Structures in jemalloc

October 4, 20194 min read

Times have changed. In modern systems, spatial locality of memory is more important than minimizing the total number of pages. Data that is allocated together is often used together. It is also optimized to reduce lock contention when multiple threads try to allocate memory.

jemalloc like every other malloc implementation, needs to support two primary API calls:

Allocating memory
- malloc: returns memory chunk
- calloc: returns zeroed memory chunk
free: Freeing allocated memory

Does OS not do this for us? Short answer, No. OS gives us two ways of requesting memory:

mmap: maps device space memory (generally file system) to user space memory.
brk: is used to change the program break address (which is the first location after the end of the uninitialized data segment). Increasing the program break allocates more memory, decreasing deallocates memory.

Structures

jemalloc uses the above two ways to get a memory that it will then manage for the user. To do this it uses various structures. The key structures are:

Arena

This is the highest unit of memory management structure that jemalloc uses. If we imagine a pool of arenas, each thread is given an arena based on the hash of its thread-id or a similar mechanism. This is to prevent lock contention, in an ideal case, if each thread has it's own arena, there would be no contention.

Chunk

Chunks are virtual memory areas that available memory is conceptually divided into. They are typically of the same size --- 2MB. Each chunk is associated with an Arena. Chunks are the highest abstraction used in jemalloc's design, the rest of the structures described below are actually placed within a chunk somewhere.

Regions

A region is jemalloc term for the size of the allocation a user requests. Regions are divided into three classes according to their size, namely:

small/medium: these regions are smaller than the page size (typically 4KB)
large: these regions are between small/medium and huge.
huge: size of these is greater than the chunk size. These are dealt with separately and not managed by arenas, they have a global allocator tree.

Run

In essence, a chunk is broken into several runs. Each run is actually a set of one or more contiguous pages (but a run cannot be smaller than one page). Therefore, they are aligned to multiples of the page size.

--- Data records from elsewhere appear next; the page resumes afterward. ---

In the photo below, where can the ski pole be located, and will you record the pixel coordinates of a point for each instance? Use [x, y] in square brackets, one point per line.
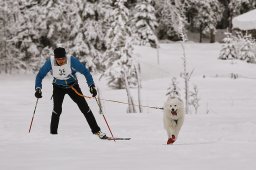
[101, 112]
[33, 116]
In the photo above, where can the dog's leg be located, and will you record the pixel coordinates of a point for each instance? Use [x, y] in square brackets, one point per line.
[178, 126]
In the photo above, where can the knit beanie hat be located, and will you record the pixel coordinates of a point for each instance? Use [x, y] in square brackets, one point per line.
[59, 52]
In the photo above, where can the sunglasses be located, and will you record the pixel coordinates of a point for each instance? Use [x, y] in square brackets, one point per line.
[60, 59]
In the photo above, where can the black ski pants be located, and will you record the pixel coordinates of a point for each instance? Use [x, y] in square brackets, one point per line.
[58, 97]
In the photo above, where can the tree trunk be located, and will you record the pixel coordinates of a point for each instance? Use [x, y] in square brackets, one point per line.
[139, 87]
[201, 33]
[212, 37]
[131, 107]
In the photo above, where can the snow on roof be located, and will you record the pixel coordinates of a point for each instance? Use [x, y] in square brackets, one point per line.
[246, 21]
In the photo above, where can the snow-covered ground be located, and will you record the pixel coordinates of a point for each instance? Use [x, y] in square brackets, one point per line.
[221, 136]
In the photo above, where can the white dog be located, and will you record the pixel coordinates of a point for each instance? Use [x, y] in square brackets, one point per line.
[173, 117]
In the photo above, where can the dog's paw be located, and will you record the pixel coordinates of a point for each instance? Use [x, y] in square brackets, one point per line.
[171, 140]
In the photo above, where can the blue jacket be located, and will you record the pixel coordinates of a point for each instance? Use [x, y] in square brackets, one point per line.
[76, 66]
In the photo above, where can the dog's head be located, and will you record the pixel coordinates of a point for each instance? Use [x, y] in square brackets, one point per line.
[174, 106]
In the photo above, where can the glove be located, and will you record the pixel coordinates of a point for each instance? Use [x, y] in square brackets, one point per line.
[38, 93]
[93, 90]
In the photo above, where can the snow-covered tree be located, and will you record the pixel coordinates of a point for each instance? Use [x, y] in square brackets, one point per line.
[87, 32]
[237, 7]
[145, 24]
[10, 55]
[246, 51]
[209, 12]
[119, 55]
[170, 14]
[228, 50]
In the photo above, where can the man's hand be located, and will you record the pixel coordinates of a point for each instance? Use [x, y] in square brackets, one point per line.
[93, 90]
[38, 93]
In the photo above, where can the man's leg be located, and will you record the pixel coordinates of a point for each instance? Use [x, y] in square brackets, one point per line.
[58, 96]
[83, 106]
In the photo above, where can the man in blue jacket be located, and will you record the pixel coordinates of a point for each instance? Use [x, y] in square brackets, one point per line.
[63, 69]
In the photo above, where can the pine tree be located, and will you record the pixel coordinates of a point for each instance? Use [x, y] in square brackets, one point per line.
[246, 51]
[228, 50]
[119, 55]
[194, 99]
[173, 90]
[209, 12]
[171, 16]
[87, 32]
[237, 7]
[145, 24]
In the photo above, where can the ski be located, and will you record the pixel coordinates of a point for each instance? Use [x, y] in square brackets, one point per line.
[111, 138]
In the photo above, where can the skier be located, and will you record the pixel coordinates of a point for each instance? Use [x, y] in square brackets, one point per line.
[63, 69]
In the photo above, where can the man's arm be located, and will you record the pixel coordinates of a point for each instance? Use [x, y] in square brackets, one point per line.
[42, 73]
[78, 66]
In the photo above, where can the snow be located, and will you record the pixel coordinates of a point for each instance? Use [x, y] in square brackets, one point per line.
[221, 136]
[245, 21]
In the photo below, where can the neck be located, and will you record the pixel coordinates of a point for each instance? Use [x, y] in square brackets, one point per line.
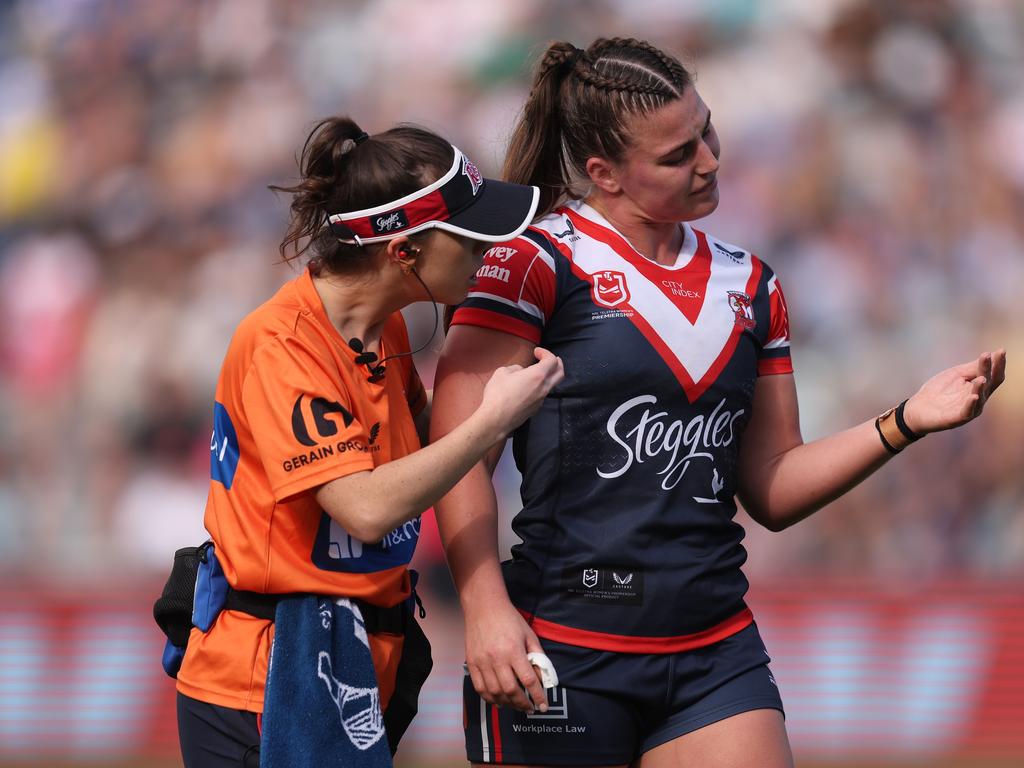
[358, 305]
[656, 241]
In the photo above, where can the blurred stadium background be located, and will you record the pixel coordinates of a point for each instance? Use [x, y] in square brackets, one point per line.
[873, 155]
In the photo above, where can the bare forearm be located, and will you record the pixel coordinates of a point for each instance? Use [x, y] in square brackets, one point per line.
[371, 504]
[799, 481]
[467, 518]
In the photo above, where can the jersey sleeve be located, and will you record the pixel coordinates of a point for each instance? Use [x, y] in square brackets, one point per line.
[514, 292]
[774, 356]
[301, 419]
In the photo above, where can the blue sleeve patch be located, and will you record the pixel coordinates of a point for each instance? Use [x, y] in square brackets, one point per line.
[335, 549]
[223, 448]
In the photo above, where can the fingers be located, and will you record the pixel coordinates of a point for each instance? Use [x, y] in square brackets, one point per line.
[528, 677]
[550, 365]
[998, 374]
[500, 685]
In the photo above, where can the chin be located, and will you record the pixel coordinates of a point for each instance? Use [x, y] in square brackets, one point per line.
[706, 208]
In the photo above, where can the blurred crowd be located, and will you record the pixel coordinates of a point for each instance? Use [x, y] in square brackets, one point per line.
[872, 154]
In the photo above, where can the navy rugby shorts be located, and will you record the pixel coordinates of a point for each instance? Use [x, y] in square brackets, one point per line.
[610, 708]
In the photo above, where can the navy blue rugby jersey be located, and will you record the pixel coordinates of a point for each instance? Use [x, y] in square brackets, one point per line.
[629, 468]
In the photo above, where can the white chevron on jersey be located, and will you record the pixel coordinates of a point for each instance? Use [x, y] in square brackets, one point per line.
[695, 346]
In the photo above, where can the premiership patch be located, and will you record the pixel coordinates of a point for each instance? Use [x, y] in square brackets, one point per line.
[609, 289]
[619, 585]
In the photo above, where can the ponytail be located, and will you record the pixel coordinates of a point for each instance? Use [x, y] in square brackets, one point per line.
[535, 155]
[343, 169]
[579, 107]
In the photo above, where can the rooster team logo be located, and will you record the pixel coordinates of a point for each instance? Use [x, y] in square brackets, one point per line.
[740, 304]
[609, 289]
[473, 174]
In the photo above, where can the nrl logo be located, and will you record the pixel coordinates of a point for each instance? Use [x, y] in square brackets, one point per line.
[740, 304]
[736, 256]
[473, 174]
[609, 289]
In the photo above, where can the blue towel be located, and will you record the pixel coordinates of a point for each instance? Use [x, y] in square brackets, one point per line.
[323, 706]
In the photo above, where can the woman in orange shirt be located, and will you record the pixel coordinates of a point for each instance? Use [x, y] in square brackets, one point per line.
[317, 474]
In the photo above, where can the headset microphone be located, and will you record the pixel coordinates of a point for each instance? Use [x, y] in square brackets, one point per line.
[369, 358]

The main responsibility of a run is to keep track of the state (i.e. free or used) of regions. Each run holds regions of a specific size and their state is tracked with a bitmask. Note: I simplified the bitmask to an array of booleans for clarity.

Bin

A bin is what keeps track of free regions of a specific size. All the runs in a Bin have the same region size, equal to the binRegionSize. Every Run is part of some Bin. A Bin can manage multiple Runs.

Picture Time

Example Allocation

Let's start with a single call to malloc(2). Assuming that the smallest RegionSize we support is 2 (this is a pretty common smallest value) which corresponds to SM_2.

The Arena would start with no chunks and one Bin for every RegionSize. All the bins would start empty. The bin at index 0 in Arena.bins, would then end up with one Run, with one of its first available Page.region allocated to the caller of malloc(2). The Bin's currentRun would be set to this Run.

If there was a follow up malloc(4) . We would to the same but for the bin at index 1 in Arena.bins. This would also have exactly one Run.

This hopefully gives you some insight into how jemalloc works. As I dug through this, i've noticed that theres a lot more subtleties to memory management thatn I first imagined.